The result was as incoherent as Raskin’s argument. As expected, they reversed the vote by pretending to be supporting the property managers. They agreed to a provision so absurd that it just lacked the necessary joke drum beat. Raskin had already described Beutler’s report in his remarks. However, the Senate had him agree to a provision to re-describe the call and then drop his request. It has been specified that a piece of hearsay previously discussed in the recording can be included in the recording. To get even more absurd, the statement quoted Beutler as saying that they had previously discussed the call publicly – which Raskin directly refuted to the Senate. Remember, Raskin had just claimed that this was new evidence from “last night” and that the Senate must now call witnesses to this “additional piece of critical evidence that further corroborates the allegations.”

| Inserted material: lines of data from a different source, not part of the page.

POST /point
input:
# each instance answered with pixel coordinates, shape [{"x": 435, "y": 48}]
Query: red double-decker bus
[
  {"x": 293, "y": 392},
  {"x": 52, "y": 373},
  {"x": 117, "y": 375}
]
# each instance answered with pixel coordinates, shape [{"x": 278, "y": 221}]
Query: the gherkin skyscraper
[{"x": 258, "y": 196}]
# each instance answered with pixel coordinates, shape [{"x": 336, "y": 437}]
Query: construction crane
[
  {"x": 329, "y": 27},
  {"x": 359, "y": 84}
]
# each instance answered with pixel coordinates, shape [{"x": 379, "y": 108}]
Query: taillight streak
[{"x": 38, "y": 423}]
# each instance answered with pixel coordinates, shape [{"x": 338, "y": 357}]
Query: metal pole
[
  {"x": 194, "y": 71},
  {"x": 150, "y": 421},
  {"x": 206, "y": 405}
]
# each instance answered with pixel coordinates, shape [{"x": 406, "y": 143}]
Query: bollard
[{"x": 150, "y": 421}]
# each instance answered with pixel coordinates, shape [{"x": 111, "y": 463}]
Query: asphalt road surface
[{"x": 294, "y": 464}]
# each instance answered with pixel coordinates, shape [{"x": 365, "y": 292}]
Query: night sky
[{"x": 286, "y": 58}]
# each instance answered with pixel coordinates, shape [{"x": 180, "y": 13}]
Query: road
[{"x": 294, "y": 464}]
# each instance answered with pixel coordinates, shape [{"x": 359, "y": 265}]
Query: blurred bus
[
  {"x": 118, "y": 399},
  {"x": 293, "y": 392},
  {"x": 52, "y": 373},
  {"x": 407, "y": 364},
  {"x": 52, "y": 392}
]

He then read the following to the Senate von Beutler: “I have shared these details in countless conversations with constituents and colleagues and on multiple occasions in the media and other public forums. I told the Longview Daily News on January 17th. I shared it with members of the county Republican Executive Board and other voters who asked me to explain my vote. I shared it with thousands of residents on my phone town hall on February 8th. “It was new evidence that she shared with thousands of public statements over the weeks?

None of this matters, of course, as the House has never shown any intention of establishing Trump’s state of mind or even asserting itself in the process. The real purpose was made clear by Schumer and Pelosi within minutes of the verdict. A good faith vote would only be allowed if she had voted for her position. While the House Republicans refused to punish MP Lynn Cheney for her indictment, Schumer and others are only willing to accept such a vote of conscience in their favor. Taking a contrary view has been pronounced not only by the democratic leadership but also by the media as cowardly cowardice or virtual betrayal. It’s exactly the kind of rhetoric and misrepresentation by Trump that many of us have denounced over the past four years. There is no room for disagreement; only patriots and traitors.

And so the age of anger will not go on because it has to, but because we love it.